BAB II : METODE PENELITIAN
Bab ini berisikan bentuk penelitian, lokasi penelitian, populasi dan sampel, teknik pengumpulan data, teknik penetuan skor, dan teknik analisis data.
BAB III : GAMBARAN UMUM LOKASI PENELITIAN
Bab ini meliputi gamaran umum lokasi penelitian, sejarah singkat berdirinya organisasi, kedudukan, tugas dan fungsi struktur organisasi.
BA IV : PENYAJIAN DATA
Bab ini berisikan tentang data-data yang diperoleh dari hasil penelitian dan memberikan interpretasi dari data yang di peroleh sehingga dapat menjawab permaslahan yang sudah dirumuskan.

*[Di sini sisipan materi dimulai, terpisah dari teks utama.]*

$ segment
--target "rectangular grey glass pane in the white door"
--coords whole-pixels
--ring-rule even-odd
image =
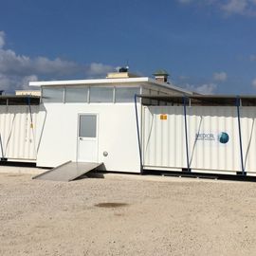
[[[80,116],[79,137],[96,137],[97,116]]]

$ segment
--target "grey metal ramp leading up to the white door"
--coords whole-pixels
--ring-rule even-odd
[[[68,161],[47,171],[46,173],[34,176],[33,179],[71,181],[80,177],[82,174],[86,174],[94,170],[95,168],[101,166],[101,164],[102,163]]]

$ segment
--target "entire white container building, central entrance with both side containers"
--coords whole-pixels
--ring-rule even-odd
[[[29,102],[0,106],[2,158],[38,167],[102,162],[102,171],[125,173],[256,175],[256,97],[202,96],[155,75],[30,82],[40,102],[20,96]]]

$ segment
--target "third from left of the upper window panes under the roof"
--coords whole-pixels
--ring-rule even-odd
[[[113,102],[113,87],[90,87],[90,102]]]

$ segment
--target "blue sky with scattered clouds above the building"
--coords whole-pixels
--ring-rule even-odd
[[[214,94],[256,94],[256,0],[0,0],[0,86],[118,66]]]

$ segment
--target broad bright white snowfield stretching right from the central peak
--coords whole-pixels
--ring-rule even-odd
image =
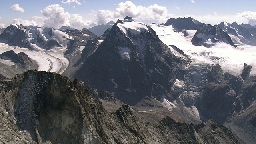
[[[244,63],[252,65],[251,74],[256,74],[256,46],[239,45],[237,48],[224,42],[215,43],[214,46],[194,46],[191,40],[196,30],[187,30],[188,36],[176,32],[172,26],[158,24],[147,24],[156,31],[159,39],[162,40],[171,50],[175,45],[192,59],[192,63],[220,64],[224,72],[241,74]],[[177,53],[174,51],[174,53]],[[179,56],[178,54],[176,54]]]

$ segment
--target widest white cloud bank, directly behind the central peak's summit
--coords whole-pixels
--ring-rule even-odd
[[[144,7],[136,6],[131,1],[120,2],[116,11],[98,10],[96,12],[98,24],[106,24],[110,20],[122,19],[125,16],[131,16],[140,21],[158,21],[168,20],[172,15],[168,13],[167,8],[157,4]]]

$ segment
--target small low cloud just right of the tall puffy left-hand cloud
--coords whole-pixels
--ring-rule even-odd
[[[91,20],[83,20],[82,16],[80,14],[72,14],[71,16],[71,25],[72,26],[84,26],[84,27],[89,27],[89,26],[96,26],[95,22],[92,22]]]

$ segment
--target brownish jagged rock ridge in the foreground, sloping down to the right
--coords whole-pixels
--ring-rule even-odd
[[[144,122],[127,105],[107,112],[78,80],[26,71],[0,83],[0,143],[238,144],[215,120]]]

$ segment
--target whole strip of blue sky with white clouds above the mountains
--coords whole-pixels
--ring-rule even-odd
[[[207,24],[256,24],[255,0],[0,0],[0,4],[0,28],[12,23],[89,28],[124,16],[159,24],[188,16]]]

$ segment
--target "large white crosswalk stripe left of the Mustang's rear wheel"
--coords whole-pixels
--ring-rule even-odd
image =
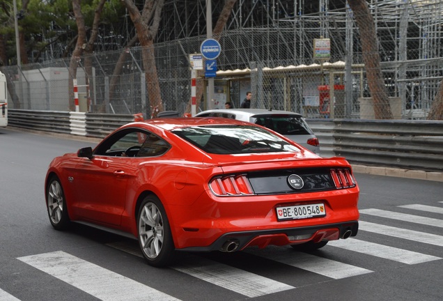
[[[17,258],[103,301],[179,300],[65,252]]]

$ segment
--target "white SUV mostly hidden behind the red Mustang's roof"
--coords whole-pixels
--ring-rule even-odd
[[[298,113],[267,109],[212,109],[202,111],[195,117],[224,117],[263,125],[320,155],[316,135]]]

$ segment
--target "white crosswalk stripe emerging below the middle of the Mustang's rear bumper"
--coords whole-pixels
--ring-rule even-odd
[[[254,255],[261,256],[259,252],[254,252]],[[288,252],[281,252],[279,254],[267,252],[266,256],[263,257],[333,279],[343,279],[373,272],[355,265],[333,261],[304,252],[290,252],[290,254]]]

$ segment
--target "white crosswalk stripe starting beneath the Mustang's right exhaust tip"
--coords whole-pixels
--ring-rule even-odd
[[[389,247],[386,245],[379,245],[374,242],[366,242],[353,238],[347,240],[332,240],[328,242],[328,245],[410,265],[441,259],[440,257],[436,256],[412,252],[405,249],[398,249],[396,247]]]

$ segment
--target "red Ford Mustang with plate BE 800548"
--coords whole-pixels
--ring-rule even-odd
[[[125,233],[155,266],[178,250],[309,250],[358,230],[346,160],[227,118],[124,125],[94,149],[56,157],[45,196],[55,229],[72,221]]]

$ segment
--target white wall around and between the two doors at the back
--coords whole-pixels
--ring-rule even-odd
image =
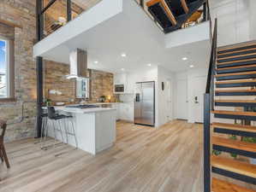
[[[198,85],[193,83],[193,79],[199,78],[199,77],[207,77],[208,69],[207,68],[192,68],[187,71],[175,73],[175,90],[177,90],[177,80],[178,79],[186,79],[188,81],[188,122],[189,123],[194,123],[194,108],[193,108],[193,90],[198,89]],[[206,82],[205,82],[205,87],[206,87]],[[176,91],[174,91],[174,117],[177,118],[177,94]]]

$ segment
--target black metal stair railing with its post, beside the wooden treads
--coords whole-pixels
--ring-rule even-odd
[[[211,110],[214,110],[214,75],[217,57],[217,19],[211,43],[211,58],[204,96],[204,192],[211,192]]]

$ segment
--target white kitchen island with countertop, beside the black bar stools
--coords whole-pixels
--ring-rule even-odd
[[[90,153],[110,148],[116,142],[116,109],[115,108],[67,108],[56,107],[59,113],[68,113],[73,116],[74,131],[77,137],[78,148]],[[49,125],[52,125],[51,123]],[[64,124],[62,124],[64,126]],[[72,131],[71,124],[66,121],[68,131]],[[53,129],[49,135],[54,136]],[[64,139],[66,139],[63,129]],[[57,139],[62,140],[57,131]],[[62,141],[66,143],[65,141]],[[68,144],[76,146],[73,136],[68,135]]]

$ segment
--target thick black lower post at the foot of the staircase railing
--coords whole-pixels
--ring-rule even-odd
[[[204,192],[211,192],[210,94],[204,96]]]

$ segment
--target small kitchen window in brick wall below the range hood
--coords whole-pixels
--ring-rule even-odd
[[[90,79],[76,80],[76,98],[89,99],[90,97]]]

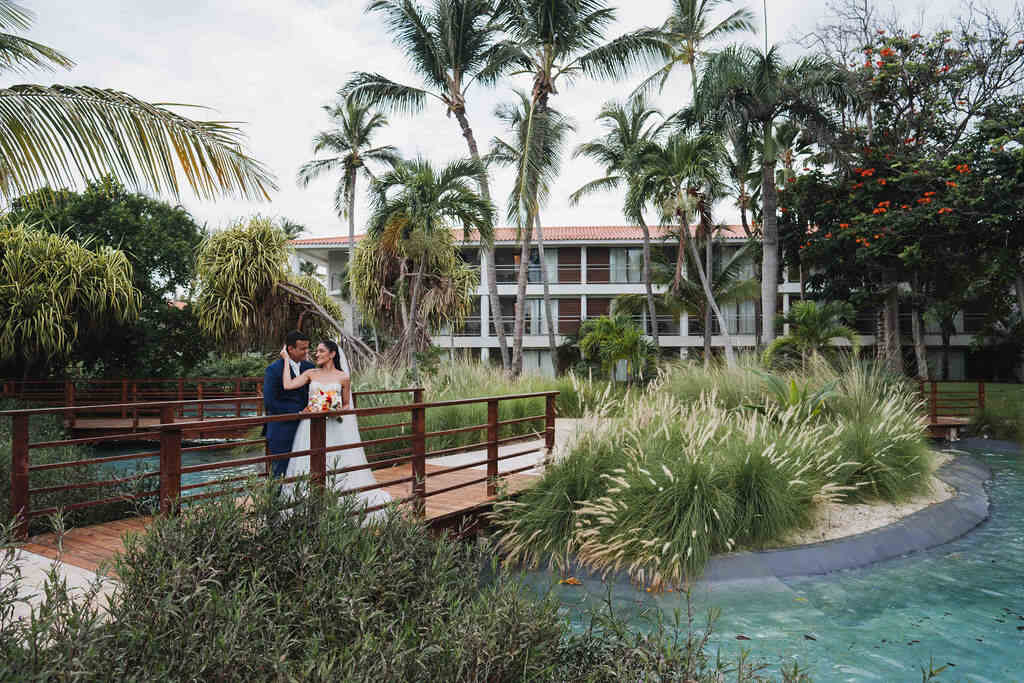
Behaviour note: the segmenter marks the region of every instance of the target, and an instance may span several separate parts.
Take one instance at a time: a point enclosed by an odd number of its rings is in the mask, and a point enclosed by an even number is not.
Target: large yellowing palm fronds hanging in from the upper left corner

BAB V : ANALISA DATA DAN INTERPRETASI DATA
Bab ini membahas tentang analisa dan interpretasi dari data yang di peroleh sehingga dapat menjawab permaslahan yang sudah dirumuskan.
BAB VI : KESIMPULAN DAN SARAN
Bab ini berisikan kesimpulan dari hasil penelitian yang dilakukan dan saran yang dianggap penting bagi pihak yang membutuhkan.